The FCC denied an Austin couple’s petition to reconsider a $15,000 fine for operating an unlicensed radio station.

The move comes almost a year to the day when the FCC first investigated Walter and M. Rae Olenick for running what the FCC said was a pirate radio station.

On Aug. 12, 2013, in response to a complaint about a possible unlicensed station operating on 90.1 MHz, agents from the FCC Enforcement Bureau’s Houston office used direction-finding techniques to locate the source of radio frequency transmissions on the frequency 90.1 MHz.

The source was an antenna atop an approximately 50 feet tall tower mounted to the side of an apartment building in Austin.

Travis County Texas property records, indicated the apartment building was owned by the Olenicks. 

The agents observed a coaxial cable running from the antenna into a room believed to be a non-residential room, such as a utility or maintenance room.

The agents also observed a vehicle, later determined to be registered to Mrs.
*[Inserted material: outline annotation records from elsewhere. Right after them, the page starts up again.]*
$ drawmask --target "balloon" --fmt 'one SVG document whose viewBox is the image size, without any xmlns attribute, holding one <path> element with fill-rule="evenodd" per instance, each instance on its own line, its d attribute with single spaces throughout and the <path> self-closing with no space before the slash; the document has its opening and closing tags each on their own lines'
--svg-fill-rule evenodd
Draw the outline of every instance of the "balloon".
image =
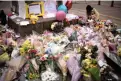
<svg viewBox="0 0 121 81">
<path fill-rule="evenodd" d="M 67 7 L 68 10 L 71 9 L 71 7 L 72 7 L 72 1 L 71 0 L 66 2 L 66 7 Z"/>
<path fill-rule="evenodd" d="M 65 17 L 66 17 L 66 13 L 65 13 L 64 11 L 58 11 L 58 12 L 56 13 L 56 19 L 57 19 L 58 21 L 64 20 Z"/>
<path fill-rule="evenodd" d="M 58 7 L 58 11 L 64 11 L 65 13 L 67 13 L 67 7 L 65 5 L 60 5 Z"/>
</svg>

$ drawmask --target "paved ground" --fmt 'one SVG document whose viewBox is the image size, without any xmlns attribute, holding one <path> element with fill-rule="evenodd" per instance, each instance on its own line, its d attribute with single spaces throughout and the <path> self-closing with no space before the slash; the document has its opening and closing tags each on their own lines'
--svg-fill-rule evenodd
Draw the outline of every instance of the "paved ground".
<svg viewBox="0 0 121 81">
<path fill-rule="evenodd" d="M 121 27 L 121 1 L 115 1 L 114 7 L 110 7 L 111 1 L 101 1 L 101 5 L 97 5 L 98 1 L 78 1 L 73 3 L 73 7 L 69 12 L 86 16 L 86 6 L 88 4 L 99 11 L 101 19 L 111 19 Z"/>
</svg>

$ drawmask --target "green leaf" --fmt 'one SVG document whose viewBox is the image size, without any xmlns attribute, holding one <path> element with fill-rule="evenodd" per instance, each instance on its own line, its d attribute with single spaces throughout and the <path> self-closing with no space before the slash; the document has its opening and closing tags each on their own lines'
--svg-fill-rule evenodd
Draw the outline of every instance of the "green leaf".
<svg viewBox="0 0 121 81">
<path fill-rule="evenodd" d="M 91 73 L 92 78 L 95 81 L 100 81 L 100 71 L 99 71 L 99 68 L 97 68 L 97 67 L 89 68 L 88 71 Z"/>
</svg>

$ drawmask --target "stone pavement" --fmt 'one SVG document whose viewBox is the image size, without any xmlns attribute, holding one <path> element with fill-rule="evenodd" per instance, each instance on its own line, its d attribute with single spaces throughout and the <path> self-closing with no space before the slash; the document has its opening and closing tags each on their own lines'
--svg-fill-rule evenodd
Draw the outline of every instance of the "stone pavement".
<svg viewBox="0 0 121 81">
<path fill-rule="evenodd" d="M 97 5 L 98 1 L 77 1 L 73 2 L 69 13 L 86 17 L 86 6 L 88 4 L 99 11 L 101 19 L 110 19 L 121 27 L 121 1 L 114 1 L 114 7 L 110 7 L 111 1 L 101 1 L 101 5 Z"/>
</svg>

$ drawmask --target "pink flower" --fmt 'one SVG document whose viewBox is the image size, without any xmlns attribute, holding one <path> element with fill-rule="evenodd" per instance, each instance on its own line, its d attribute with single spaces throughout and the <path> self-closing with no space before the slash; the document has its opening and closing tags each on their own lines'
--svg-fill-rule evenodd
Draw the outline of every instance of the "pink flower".
<svg viewBox="0 0 121 81">
<path fill-rule="evenodd" d="M 40 57 L 40 60 L 41 60 L 41 61 L 45 61 L 45 60 L 47 60 L 47 58 L 45 58 L 45 57 Z"/>
</svg>

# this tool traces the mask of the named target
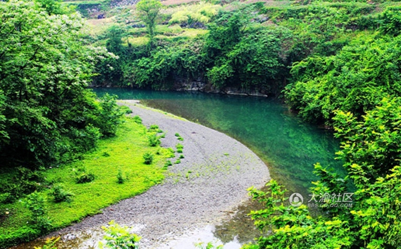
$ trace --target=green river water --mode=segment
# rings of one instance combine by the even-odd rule
[[[263,160],[271,177],[289,190],[288,195],[300,193],[304,201],[306,198],[309,199],[308,189],[312,186],[311,181],[317,179],[312,173],[314,164],[319,162],[342,172],[341,162],[333,159],[339,147],[332,133],[303,122],[275,99],[121,88],[93,90],[98,96],[108,93],[116,95],[119,99],[139,100],[148,106],[228,135]],[[225,249],[238,249],[260,235],[247,214],[261,207],[250,200],[242,203],[222,223],[200,227],[195,234],[172,242],[172,248],[193,248],[193,242],[200,239],[216,240],[223,243]],[[97,239],[91,238],[93,233],[83,231],[77,239],[60,243],[59,248],[91,248],[85,245],[85,240],[90,242]],[[43,239],[38,239],[13,248],[32,248],[43,243]]]
[[[275,99],[121,88],[94,91],[99,96],[108,93],[119,99],[139,100],[237,139],[263,160],[271,177],[288,189],[288,195],[298,192],[309,200],[308,189],[317,179],[312,173],[316,162],[343,172],[341,162],[334,159],[339,146],[332,132],[302,121]],[[174,248],[189,248],[183,245],[190,244],[196,237],[203,241],[217,238],[225,243],[225,248],[239,248],[260,236],[247,214],[261,208],[248,201],[238,206],[231,219],[205,228],[197,237],[184,239]]]
[[[269,98],[199,92],[121,88],[93,89],[98,95],[136,99],[228,135],[251,149],[266,164],[274,179],[292,191],[305,192],[317,179],[320,162],[341,170],[334,160],[339,149],[332,132],[306,123],[279,101]]]

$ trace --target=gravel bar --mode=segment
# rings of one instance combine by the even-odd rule
[[[179,142],[184,145],[185,158],[169,167],[163,183],[51,234],[62,234],[62,239],[69,244],[65,248],[96,247],[102,235],[100,227],[111,220],[132,226],[142,237],[140,248],[166,247],[169,241],[190,231],[218,224],[249,198],[247,188],[261,187],[269,180],[262,160],[228,136],[138,101],[119,104],[128,106],[131,115],[139,115],[147,126],[157,124],[166,133],[162,146],[175,148]],[[177,139],[176,133],[183,141]],[[176,155],[173,163],[179,156]],[[79,242],[68,242],[78,238]]]

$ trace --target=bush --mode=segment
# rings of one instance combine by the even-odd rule
[[[160,137],[156,135],[156,134],[151,135],[148,137],[149,140],[149,145],[151,147],[156,147],[161,143],[160,141]]]
[[[50,191],[50,194],[54,198],[55,202],[71,202],[73,196],[72,193],[64,189],[61,185],[54,186]]]
[[[122,184],[125,181],[125,179],[122,176],[122,171],[121,169],[118,170],[118,172],[117,173],[117,182],[118,184]]]
[[[164,164],[164,166],[163,168],[164,169],[167,169],[169,168],[169,166],[172,166],[173,165],[173,163],[171,162],[171,161],[170,160],[168,160],[167,162]]]
[[[116,98],[116,96],[107,93],[100,98],[100,109],[96,119],[96,124],[101,134],[106,137],[115,135],[117,126],[124,114],[115,103]]]
[[[95,179],[95,175],[88,172],[85,168],[78,169],[76,172],[75,181],[77,183],[86,183],[90,182]]]
[[[120,110],[124,114],[130,114],[132,113],[132,110],[126,106],[120,106]]]
[[[152,164],[152,163],[153,162],[154,156],[152,153],[146,152],[142,156],[145,160],[144,163],[145,164]]]
[[[0,234],[0,248],[8,248],[10,245],[32,240],[38,237],[41,232],[38,229],[24,226],[10,232]]]
[[[132,119],[133,119],[134,122],[137,124],[142,124],[142,119],[138,115],[134,116]]]
[[[114,220],[109,222],[108,227],[102,226],[102,229],[106,233],[103,238],[107,242],[104,244],[99,243],[99,247],[103,249],[138,249],[138,242],[141,239],[137,234],[129,233],[127,226],[121,227]]]
[[[46,198],[37,191],[27,196],[23,202],[24,206],[31,212],[32,221],[38,228],[44,231],[48,230],[51,227],[50,220],[46,216],[47,210],[45,202]]]

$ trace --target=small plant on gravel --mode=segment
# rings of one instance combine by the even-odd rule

Olenick, with a bumper sticker stating “Liberty 90.1 FM,” parked in front of the apartment building while the station was on the air. 

The agents conducted field strength measurements and determined that the signal on 90.1 MHz exceeded the limits for operation under Part 15 of the FCC’s rules and therefore required a license. 

The Houston FCC field office issued a warning letter, which advised the Olenicks that the operation of an unlicensed radio station on the frequency 90.1 MHz from their property violated federal law.

The Olenicks replied that they did not deny that they owned the apartment building or operated an unlicensed radio station from the apartment building.  

The letter went on to say they did not consider themselves subject to the laws of the United States, because they stated they expect any future communications to come from the International Bureau only after a “treaty” to which they are “signators” is signed.

On Nov. 19, 2013, agents from the Houston Office again used direction-finding techniques and confirmed that the unlicensed station on 90.1 MHz was still in operation from the antenna mounted atop a tower attached to the Olenick’s apartment building.

FCC documents said “contrary to the Olenicks’ assertion, the commission does not lack jurisdiction over the use of radio transmitting equipment within the State of Texas.” 

The FCC’s base forfeiture amount for operations without an instrument of authorization for the service is $10,000.

An additional $5,000 was added to the fine because the couple ignored FCC’s warnings to cease operations.

This latest move by the FCC comes after the Olenicks filed a motion to reconsider the $15,000 fine.